# SQL-Abfragen verbinden



## Muppes (20. August 2013)

Hallo zusammen,
bin immer noch SQL-Grünschnabel, daher folgende Frage an die Experten:

Ich arbeite in einer Bibliothek. Dort gibt es unterschiedliche Mediengruppen (Sachliteratur, Romane, DVDs usw.).

Das kann ich:
z.B.:
"select d01bestandsgruppe, count (*) d01ex from d01buch group by d01bestandsgruppe"
liefert:
d01bestandsgruppe          d01ex
Sachliteratur                    15.200
Romane                             8.500
usw.
(d01ex = Anzahl der vorhandenen Medien)
krieg das leider hier nicht richtig formatiert:
1. Spalte: Überschrift: Bestandsgruppe, darunter: 1. Zeile: Sachliteratur, 2. Zeile: Romane usw, dahinter jeweils die Anzahl der Medien

Erweitere ich obiges Kommando:
z.B.:
"select d01bestandsgruppe, count (*) d01ex from d01buch group by d01bestandsgruppe where d01status="entliehen" erhalte ich statt der Spalte d01ex mit der Anzahl aller vorhandenen Medien der jeweiligen Gruppe jetzt die Spalte d01status mit der Anzahl der zur Zeit entliehenen Medien dieser Bestandsgruppe

Das kann ich (leider) nicht:
Ich möchte bdeide Abfragen in einer, also:
1. Spalte: Bestandsgruppe
2. Spalte: Anzahl aller Exemplare in dieser Bestandsgruppe
3. Spalte: Anzahl aller ENTLIEHENEN Exemplare dieser Bestandsgruppe (also d01status="entliehen")

Wie lässt sich das in EINER Abdrage bewerkstelligen?

Hoffe, einer weiß das...
Herzlichen Dnak schon mal für die Bemühungen.

Viele Grüße
Muppes


----------



## tombe (20. August 2013)

Eventuell kannst du es über eine UNION SELECT Abfrage lösen, was anders fällt mir sonst nicht ein.


```
SELECT
    COUNT(*) AS menge
FROM tabelle
UNION
SELECT
    COUNT(*) AS menge
FROM tabelle
WHERE bedingung = 'ABC'
```

Liefert dir dann zwei Datensätze zurück.

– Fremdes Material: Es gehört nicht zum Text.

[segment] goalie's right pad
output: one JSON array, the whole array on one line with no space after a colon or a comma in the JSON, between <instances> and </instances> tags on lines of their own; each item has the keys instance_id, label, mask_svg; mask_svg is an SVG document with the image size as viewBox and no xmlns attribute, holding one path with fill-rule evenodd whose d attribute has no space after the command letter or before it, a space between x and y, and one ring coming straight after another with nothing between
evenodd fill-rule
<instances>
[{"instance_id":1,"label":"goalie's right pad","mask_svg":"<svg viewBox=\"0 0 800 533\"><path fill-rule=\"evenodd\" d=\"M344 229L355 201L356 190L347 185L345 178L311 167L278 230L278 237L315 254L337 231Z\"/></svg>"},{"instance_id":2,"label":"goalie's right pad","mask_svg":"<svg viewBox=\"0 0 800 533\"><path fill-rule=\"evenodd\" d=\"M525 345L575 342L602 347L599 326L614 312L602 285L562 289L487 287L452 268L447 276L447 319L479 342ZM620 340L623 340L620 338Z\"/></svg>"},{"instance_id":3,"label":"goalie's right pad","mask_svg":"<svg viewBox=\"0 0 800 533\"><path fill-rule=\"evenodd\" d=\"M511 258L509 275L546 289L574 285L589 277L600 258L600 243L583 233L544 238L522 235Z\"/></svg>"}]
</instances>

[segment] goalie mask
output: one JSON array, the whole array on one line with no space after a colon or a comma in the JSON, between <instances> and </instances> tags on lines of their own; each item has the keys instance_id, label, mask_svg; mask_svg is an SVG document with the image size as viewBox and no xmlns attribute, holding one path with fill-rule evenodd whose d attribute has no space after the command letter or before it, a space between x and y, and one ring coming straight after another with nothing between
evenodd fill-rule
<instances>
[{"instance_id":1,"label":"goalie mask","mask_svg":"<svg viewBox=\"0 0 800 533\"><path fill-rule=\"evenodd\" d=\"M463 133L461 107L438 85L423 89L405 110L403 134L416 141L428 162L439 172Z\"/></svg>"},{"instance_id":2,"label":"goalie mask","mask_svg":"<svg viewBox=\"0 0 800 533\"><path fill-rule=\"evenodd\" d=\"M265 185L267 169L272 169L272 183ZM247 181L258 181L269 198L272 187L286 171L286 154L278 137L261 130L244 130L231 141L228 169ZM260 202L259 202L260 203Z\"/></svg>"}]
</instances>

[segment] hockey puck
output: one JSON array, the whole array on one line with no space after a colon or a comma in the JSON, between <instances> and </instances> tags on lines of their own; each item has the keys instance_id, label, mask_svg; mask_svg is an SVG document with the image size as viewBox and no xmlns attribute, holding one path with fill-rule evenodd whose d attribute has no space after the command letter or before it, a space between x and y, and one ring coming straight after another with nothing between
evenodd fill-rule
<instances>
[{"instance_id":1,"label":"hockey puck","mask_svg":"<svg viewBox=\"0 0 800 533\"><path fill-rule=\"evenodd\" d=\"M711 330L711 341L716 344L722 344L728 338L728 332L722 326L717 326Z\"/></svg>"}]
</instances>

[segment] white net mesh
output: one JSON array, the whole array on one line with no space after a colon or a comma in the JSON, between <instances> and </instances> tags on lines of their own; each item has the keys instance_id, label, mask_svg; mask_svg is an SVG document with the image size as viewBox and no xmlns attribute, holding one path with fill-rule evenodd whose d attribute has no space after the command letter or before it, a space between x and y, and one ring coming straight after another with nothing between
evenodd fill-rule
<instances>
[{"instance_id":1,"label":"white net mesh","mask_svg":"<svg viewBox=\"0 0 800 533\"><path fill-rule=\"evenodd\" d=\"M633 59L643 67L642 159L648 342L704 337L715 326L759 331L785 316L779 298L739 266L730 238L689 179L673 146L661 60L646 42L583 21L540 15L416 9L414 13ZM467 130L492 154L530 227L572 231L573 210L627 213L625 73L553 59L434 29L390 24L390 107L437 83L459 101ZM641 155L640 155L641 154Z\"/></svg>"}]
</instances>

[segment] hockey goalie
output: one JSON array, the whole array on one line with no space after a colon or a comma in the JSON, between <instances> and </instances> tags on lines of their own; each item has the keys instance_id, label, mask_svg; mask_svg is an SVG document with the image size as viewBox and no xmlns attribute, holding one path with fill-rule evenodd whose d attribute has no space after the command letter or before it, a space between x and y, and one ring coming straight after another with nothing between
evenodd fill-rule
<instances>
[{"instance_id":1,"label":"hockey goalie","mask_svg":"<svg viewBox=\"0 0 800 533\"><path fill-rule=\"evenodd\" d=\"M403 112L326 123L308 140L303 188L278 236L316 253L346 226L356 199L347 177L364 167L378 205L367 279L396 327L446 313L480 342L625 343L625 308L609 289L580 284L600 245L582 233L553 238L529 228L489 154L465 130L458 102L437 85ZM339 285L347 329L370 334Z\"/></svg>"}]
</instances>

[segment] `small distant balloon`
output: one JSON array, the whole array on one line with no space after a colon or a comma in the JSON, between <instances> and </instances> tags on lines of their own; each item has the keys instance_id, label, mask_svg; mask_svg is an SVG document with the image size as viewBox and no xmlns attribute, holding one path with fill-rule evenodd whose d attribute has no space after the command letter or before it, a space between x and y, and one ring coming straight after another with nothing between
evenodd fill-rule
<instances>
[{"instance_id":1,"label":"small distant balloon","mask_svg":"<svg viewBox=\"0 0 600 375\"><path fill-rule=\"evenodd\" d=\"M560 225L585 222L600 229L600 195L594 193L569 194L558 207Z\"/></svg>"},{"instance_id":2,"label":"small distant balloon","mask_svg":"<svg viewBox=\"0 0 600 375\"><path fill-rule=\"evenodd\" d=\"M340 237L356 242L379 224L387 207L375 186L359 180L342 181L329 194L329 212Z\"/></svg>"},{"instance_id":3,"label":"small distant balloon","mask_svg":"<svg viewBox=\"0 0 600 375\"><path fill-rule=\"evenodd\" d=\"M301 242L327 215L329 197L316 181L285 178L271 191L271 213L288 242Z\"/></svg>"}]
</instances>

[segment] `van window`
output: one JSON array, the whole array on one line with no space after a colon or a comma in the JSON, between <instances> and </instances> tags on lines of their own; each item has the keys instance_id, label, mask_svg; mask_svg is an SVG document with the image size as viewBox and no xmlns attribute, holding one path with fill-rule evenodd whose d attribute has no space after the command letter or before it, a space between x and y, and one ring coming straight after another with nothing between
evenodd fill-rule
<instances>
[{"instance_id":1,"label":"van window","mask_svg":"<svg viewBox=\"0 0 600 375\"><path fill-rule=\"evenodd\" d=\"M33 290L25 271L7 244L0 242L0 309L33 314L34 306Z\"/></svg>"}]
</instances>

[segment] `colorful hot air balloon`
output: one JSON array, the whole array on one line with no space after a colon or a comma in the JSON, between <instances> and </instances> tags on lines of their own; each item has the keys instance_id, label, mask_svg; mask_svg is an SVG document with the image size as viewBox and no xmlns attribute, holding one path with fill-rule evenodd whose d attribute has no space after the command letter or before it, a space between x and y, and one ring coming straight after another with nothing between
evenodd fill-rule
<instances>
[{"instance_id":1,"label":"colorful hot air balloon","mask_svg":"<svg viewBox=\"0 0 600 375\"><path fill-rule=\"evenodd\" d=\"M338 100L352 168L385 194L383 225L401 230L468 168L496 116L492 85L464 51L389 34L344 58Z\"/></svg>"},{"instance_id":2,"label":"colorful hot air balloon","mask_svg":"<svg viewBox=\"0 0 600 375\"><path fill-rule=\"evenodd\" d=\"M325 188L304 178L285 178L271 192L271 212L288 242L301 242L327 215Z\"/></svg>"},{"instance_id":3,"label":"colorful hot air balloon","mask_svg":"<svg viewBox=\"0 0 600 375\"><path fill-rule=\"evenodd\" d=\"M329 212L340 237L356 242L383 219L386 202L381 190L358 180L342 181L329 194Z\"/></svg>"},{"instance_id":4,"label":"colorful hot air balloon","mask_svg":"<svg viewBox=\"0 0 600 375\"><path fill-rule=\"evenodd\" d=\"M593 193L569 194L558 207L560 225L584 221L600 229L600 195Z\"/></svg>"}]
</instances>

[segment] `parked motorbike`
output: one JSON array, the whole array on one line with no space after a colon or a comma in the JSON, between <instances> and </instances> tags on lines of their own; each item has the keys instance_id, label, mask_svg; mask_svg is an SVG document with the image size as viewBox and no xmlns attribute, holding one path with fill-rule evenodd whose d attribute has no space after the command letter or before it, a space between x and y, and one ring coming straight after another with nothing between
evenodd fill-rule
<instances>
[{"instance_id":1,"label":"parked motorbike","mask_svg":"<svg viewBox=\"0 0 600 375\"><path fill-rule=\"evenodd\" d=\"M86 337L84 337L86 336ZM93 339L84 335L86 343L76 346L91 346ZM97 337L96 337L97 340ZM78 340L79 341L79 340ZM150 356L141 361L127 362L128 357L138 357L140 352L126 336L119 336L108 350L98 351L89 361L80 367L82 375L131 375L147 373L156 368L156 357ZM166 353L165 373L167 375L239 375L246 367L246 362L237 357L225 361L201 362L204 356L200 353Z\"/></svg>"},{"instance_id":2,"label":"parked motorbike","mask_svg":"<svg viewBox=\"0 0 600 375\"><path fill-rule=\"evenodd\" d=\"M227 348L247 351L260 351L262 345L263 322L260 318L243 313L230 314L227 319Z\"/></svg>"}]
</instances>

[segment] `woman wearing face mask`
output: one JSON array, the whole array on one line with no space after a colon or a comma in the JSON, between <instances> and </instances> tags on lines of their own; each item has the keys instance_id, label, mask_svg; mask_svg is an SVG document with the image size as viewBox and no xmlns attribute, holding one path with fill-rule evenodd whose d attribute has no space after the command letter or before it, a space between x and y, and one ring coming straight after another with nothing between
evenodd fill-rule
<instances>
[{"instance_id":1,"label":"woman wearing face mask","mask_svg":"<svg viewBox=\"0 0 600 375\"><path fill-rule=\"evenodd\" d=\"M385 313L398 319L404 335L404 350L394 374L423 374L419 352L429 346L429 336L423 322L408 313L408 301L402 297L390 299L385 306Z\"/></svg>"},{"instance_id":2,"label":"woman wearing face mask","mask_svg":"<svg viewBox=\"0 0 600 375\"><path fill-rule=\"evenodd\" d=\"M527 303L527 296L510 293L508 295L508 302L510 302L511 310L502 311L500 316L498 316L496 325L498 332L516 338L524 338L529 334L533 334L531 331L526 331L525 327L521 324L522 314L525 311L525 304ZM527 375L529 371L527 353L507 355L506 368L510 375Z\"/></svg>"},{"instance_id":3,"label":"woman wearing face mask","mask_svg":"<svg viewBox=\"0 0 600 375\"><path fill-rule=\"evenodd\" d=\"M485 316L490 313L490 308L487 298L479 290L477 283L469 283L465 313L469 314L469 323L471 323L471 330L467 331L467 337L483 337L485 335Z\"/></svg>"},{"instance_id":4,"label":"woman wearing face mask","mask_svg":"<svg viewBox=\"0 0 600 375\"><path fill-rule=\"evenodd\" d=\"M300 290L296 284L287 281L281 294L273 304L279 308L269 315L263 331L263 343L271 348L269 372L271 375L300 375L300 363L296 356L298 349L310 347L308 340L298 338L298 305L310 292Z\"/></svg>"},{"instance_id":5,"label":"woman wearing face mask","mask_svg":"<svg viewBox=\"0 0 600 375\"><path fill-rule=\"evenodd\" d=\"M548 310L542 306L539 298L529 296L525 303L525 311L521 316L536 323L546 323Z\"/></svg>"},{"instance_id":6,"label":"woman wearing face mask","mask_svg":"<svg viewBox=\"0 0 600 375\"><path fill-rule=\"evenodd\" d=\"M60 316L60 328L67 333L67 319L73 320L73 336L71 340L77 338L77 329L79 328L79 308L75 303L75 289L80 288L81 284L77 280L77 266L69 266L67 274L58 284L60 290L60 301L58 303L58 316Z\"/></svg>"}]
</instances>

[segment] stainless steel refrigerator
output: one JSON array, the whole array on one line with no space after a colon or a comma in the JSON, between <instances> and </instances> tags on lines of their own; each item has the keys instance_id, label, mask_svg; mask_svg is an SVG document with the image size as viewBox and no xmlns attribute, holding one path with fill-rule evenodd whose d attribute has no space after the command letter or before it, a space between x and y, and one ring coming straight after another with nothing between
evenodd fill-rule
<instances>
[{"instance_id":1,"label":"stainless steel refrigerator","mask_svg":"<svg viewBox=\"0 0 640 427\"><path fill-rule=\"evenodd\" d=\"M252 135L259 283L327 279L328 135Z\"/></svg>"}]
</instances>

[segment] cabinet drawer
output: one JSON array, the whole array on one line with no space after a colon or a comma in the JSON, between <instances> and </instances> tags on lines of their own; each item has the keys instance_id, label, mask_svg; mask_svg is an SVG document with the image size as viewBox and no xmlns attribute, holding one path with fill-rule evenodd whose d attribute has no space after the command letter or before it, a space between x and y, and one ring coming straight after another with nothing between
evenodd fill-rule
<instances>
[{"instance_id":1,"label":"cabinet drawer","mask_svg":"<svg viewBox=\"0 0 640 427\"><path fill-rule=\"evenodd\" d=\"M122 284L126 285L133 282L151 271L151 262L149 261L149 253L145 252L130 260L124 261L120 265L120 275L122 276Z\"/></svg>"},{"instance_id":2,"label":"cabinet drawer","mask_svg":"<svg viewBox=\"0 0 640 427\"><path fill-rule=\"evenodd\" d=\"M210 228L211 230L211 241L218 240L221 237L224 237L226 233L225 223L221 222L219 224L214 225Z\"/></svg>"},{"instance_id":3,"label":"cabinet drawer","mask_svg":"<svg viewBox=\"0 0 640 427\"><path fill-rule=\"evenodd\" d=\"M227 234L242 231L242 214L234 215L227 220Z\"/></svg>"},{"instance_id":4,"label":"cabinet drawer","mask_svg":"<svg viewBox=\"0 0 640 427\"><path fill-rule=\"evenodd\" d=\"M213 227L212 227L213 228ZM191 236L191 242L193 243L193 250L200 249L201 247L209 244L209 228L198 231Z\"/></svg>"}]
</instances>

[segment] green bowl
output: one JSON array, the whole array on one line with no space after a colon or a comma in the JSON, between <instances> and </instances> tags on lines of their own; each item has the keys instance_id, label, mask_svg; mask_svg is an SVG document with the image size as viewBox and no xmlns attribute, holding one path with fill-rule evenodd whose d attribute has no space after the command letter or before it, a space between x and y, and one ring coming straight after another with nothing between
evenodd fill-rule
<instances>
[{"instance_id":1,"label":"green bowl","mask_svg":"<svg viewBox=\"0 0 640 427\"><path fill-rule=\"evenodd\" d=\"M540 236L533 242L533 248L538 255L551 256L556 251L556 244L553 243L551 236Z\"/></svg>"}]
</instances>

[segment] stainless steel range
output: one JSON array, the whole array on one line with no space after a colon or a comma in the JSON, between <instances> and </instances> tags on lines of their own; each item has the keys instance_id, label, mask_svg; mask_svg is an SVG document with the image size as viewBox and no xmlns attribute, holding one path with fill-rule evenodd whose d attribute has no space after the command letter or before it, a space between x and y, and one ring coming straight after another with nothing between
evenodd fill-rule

Der erste enthält die Gesamtmenge und der zweite die Anzahl auf die die Bedingung(en) zutreffen.

*NACHTRAG:* Geht auch noch anders.


```
SELECT
    CONUT(*) as gesamt,
    SUM(CASE WHEN bedingung = 'ABC' THEN 1 ELSE 0 END) AS teil
FROM tabelle
```

Hiermit bekommst du einen Datensatz zurück und die Wete sind auf die Felder "gesamt" und "teil" verteilt.


----------



## Muppes (20. August 2013)

Hallo Tombe,
vielen Dank für Deine Bemühungen. Komme aber noch nicht klar damit. Kannst Du das mal in eine Abfrage bezogen auf mein Problem umwandeln?  Hab's probiert, aber leider bislang erfolglos.
Zum genaueren Verständnis siehe angehängtes Dokument.
Herzlichen Dank.


----------



## tombe (20. August 2013)

So mal auf die Schnelle:


```
SELECT
    d01mart,
    COUNT(*) AS gesamt,
    SUM(CASE WHEN d01status = 4 THEN 1 ELSE 0 END) AS verliehen,
    d01gsi FROM d01buch
WHERE d01mtyp = 1
GROUP BY d01mart
```

Um was für eine Datenbank handelt es sich eigentlich mySQL? Dann könntest du die vielleicht hier einstellen (zumindest Teile davon) damit man es auch gleich testen kann.

Welchen Prozentwert willst du berechnen. Wieviele der Bücher zur Zeit verliehen sind?


----------



## Muppes (20. August 2013)

Hallo Tombe,

hat leider nicht geklappt. Folgende Fehlermeldung:
Fehler: Can't execute select :"SELECT 
d01mart, 
COUNT(*) AS gesamt, 
SUM(WHEN CASE d01status = 4 THEN 1 ELSE 0 END) AS verliehen, 
d01gsi FROM d01buch 
WHERE d01mtyp = 1 
GROUP BY d01mart". Server message number=156 severity=15 state=2 line=4 server=sisisSYB text=Falsche Syntax bei Schlüsselwort 'WHEN'.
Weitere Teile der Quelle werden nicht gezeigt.